Het huis werd 180 graden rond de molen gevleid: de zeskante
onderbouw van de molen bepaalde de vorm van het huis aan de stadskant.
Slim werden daarbij de trappen in ‘loze’ hoekjes
met de muren van de molen geplaatst. De westelijke buitenmuur van het
huis werd op de buitenste ronding van het rondeel geplaatst. Bij
archeologisch onderzoek ten tijde van de tunnelbouw bleek echter dat
het woonhuis niet op de oorspronkelijke buitenmuur van het rondeel is
gebouwd, maar op een – eerder aangebrachte - extra muur aan
de buitenkant van het rondeel. Aan de zuidkant kreeg het
huis volgens het bouwhistorisch onderzoek uit de tijd van de tunnelbouw
een “sobere, drielaags voorgevel met ingezwenkte geveltop van
twee vensterassen breed”. Het muurwerk is daarbij gemetseld
met “rode handvormstenen in kruisverband en een
kop/drieklezoor als hoekoplossing”. Het oorspronkelijke
“platvolle voegwerk” uit de tijd van de bouw is ook
nog deels aanwezig.
Duw-
en treksporen
In de muur aan de kant van de vroegere stadsgracht zitten
restanten van twee bijna manshoge muurankers. Het is de vraag of die
al bij de bouw zijn aangebracht. Het valt op dat
één van die ankers in een sleuf in het metselwerk
ingebed zit, terwijl de andere juist vóór de
buitenmuur is geplaatst. Mogelijk waren het gordingen die het rondeel
bij elkaar moesten houden en de druk van de molen op de ondergrond
moesten opvangen. Die drukkrachten hebben het rondeel in zijn bestaan
namelijk nogal parten gespeeld. Uit het archeologisch onderzoek bleek
ook dat bij de bouw van het woonhuis eerst een deel van de buitenste
rondeelmuur is afgebroken en in de steensoort van het woonhuis weer is
opgebouwd. Dit duidt er op dat ook de kwaliteit van de buitenste muur
van het rondeel kennelijk te wensen overliet en te slecht was geworden
om de buitenmuur van het woonhuis te dragen. In deze gevel
van het molenaarshuis zijn ook diverse sporen van herstelwerk te zien
die het gevolg kunnen zijn van problemen met de ondergrond. Ook de
steunbeer die vlak naast een van de muurankers stond past in dat beeld.

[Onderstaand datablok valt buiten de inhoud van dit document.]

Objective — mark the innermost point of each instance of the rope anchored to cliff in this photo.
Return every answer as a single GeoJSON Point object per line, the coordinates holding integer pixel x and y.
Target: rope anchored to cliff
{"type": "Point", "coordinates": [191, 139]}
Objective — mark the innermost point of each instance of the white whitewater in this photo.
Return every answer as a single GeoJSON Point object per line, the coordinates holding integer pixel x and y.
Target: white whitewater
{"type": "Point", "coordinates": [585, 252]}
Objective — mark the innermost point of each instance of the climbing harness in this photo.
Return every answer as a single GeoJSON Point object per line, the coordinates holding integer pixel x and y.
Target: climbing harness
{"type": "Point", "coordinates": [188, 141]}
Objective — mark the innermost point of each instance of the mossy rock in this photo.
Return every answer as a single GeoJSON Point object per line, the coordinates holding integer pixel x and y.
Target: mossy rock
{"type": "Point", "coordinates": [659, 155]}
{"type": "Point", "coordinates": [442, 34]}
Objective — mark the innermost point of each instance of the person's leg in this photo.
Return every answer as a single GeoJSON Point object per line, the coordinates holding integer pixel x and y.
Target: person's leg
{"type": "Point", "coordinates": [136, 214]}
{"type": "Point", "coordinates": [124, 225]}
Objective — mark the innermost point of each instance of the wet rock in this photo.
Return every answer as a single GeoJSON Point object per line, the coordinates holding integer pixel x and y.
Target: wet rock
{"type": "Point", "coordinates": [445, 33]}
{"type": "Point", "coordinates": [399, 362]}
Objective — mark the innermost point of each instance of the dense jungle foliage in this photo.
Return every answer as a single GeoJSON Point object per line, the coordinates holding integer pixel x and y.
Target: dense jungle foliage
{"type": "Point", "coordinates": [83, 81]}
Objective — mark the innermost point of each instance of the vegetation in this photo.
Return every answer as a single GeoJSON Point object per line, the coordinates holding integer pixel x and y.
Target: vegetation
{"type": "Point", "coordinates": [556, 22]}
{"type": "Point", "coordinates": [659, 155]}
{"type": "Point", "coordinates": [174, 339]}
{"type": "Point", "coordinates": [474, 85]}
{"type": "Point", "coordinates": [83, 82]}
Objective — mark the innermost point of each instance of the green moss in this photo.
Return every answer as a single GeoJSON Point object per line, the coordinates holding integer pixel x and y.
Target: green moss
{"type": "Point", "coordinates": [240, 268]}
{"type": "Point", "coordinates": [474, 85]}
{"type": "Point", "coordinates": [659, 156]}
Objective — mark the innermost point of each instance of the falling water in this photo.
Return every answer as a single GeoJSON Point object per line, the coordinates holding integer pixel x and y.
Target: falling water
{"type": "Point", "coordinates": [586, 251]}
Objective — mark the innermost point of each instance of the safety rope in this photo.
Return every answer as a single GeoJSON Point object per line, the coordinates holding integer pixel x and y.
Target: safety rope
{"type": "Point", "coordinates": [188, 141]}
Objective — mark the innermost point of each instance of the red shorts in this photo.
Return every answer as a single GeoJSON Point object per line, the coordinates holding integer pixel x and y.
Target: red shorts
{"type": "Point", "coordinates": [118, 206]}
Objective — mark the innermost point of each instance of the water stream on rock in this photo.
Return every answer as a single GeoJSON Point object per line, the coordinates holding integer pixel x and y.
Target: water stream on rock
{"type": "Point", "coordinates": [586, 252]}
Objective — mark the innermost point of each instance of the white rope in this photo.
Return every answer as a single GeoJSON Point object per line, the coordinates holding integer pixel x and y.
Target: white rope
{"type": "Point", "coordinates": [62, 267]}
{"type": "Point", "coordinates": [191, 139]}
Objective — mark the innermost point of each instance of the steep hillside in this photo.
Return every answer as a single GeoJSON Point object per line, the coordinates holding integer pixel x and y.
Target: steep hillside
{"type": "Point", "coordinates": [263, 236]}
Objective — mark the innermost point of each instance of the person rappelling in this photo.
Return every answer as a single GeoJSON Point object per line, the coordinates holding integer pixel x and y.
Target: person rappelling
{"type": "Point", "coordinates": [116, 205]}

Na de verplaatsing bij de aanleg van de spoortunnel en de toen
aangelegde nieuwe fundering is die steunbeer weggelaten.
Kelders
Met de bouw van de spoortunnel is het rondeel onder de
molen geheel verloren gegaan. Daarmee zijn ook de kelders onder het
woonhuis verdwenen. In 1927 heeft De Hollandsche Molen het molencomplex
laten opmeten. Op die tekeningen staan alle drie de kelders ingetekend.
Twee daarvan lagen waarschijnlijk in de weergang van het rondeel. De
derde kelder lag buiten het rondeel. De grote kelder aan de noordzijde
was zowel bereikbaar vanuit het woonhuis als vanaf de buitenkant door
een deur in het rondeel. Gezien het uitdrukkelijke verbod bij de
bouwvergunning van 1728 om aan de buitenkant van de stadswal uitgangen
te maken, zal deze deur pas later zijn gemaakt. Bij het afbreken van
het noordelijke woonhuis werd deze kelder in 1930 volgestort.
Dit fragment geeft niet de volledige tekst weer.